Saturday, March 14, 2009

I Suck at being "Happy"

So it is a pretty well known Christian fact that we are closer to God when we are going through trial. I know this especially well, although i was given a crash field course on Christianity. Now i am in a stable home, close to my family in Christ, have amazing friends, only mildly struggling financially, and although i still have pain, it isn't quite as bad and i expect it... and i now struggle with my relationship with God.

I have learned to be joyful in crazy trial yet because i don't know anything else as a Christian, this new "stable" life mostly absent from insane trial is a conundrum. I guess i am learning the other element of Philippians 4:12. ...and it's weird. My whole Christian experience has been learning to rejoice in the blessing of trial; which is backwards thinking for mankind. Now i am learning to rejoice in the blessings that make me happy/comfortable/not make me want to curl up and die. Honestly, i prefer being unhappy and joyful rather than happy and not so joyful.
Wow, i totally just convicted myself!
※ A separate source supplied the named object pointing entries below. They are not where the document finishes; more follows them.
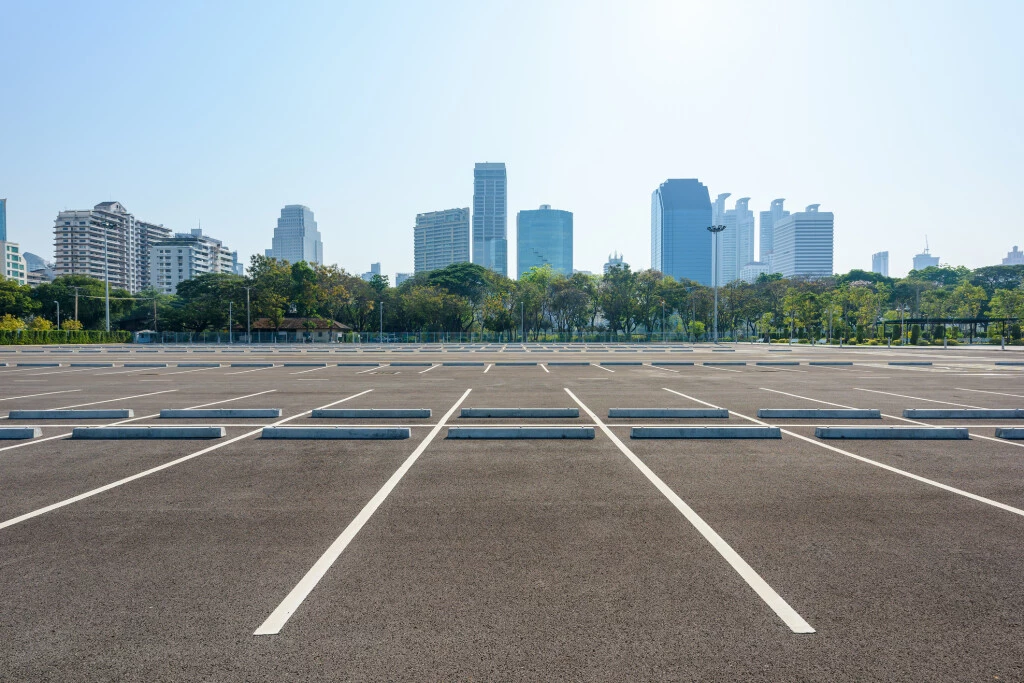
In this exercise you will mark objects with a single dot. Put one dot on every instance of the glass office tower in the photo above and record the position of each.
(544, 237)
(296, 238)
(491, 217)
(680, 243)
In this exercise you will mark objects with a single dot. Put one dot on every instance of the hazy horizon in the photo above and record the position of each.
(899, 118)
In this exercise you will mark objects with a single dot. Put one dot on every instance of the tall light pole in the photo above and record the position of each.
(715, 229)
(107, 278)
(249, 327)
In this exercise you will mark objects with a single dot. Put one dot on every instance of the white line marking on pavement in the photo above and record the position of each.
(279, 617)
(997, 393)
(311, 370)
(915, 477)
(119, 482)
(254, 370)
(747, 572)
(814, 400)
(697, 400)
(929, 400)
(45, 393)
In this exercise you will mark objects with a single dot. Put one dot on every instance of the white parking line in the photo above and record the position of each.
(45, 393)
(745, 571)
(254, 370)
(279, 617)
(119, 482)
(929, 400)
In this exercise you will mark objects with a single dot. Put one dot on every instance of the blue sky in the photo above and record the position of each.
(902, 118)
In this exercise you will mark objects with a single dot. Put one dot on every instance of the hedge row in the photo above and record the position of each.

Both those situations reveal my discontent.
Thank you for talking me through that.

I also wonder... clearly God has made me to be one who has now been conditioned to endure great trial. For some, trial is weeds in the lawn; for some a withering lawn. For others it is someone uprooting the lawn with their 4 wheel drive; and for others it is the atomic bomb dropped in their front yard. So i wonder, is this the calm before the storm? Not that i think God is out to get me, but He has clearly shown Himself in my suffering. And although i fail at it miserably, i've learned to suffer gracefully (showing His grace and strength, not mine). Ha! So now struggling in my faith with the absence of trial it itself a trial! Ha, ha - oh God, You slay me.

I believe Lord,
help my unbelief.
So guess i await the end of this book. Job received so much more than he began with and Peter was pretty much sifted like wheat. Regardless of what happens in the book God is writing about me, i know the end of the story: Christ returns and saves His children. In that i rest.

Trials: 1) [peirasmos] meant to fail, usually from Satan
2) [dokimion] reveals value, test from God
(we don't get to know which type of trial happens when)
3) [hypomenes] steadfast endurance

1 Peter 1:6
6In this you greatly rejoice, even though now for a little while, if necessary, you have been distressed (grieved) by various trials, 7so that the proof [dokimion] of your faith,... may be found to result in praise and glory and honor (worship words) at the revelation of Jesus Christ;


James 1:2-3

2Consider it all joy, my brethren, when you encounter various trials [peirasmos], 3knowing that the testing [dokimion] of your faith produces endurance [hypomenes].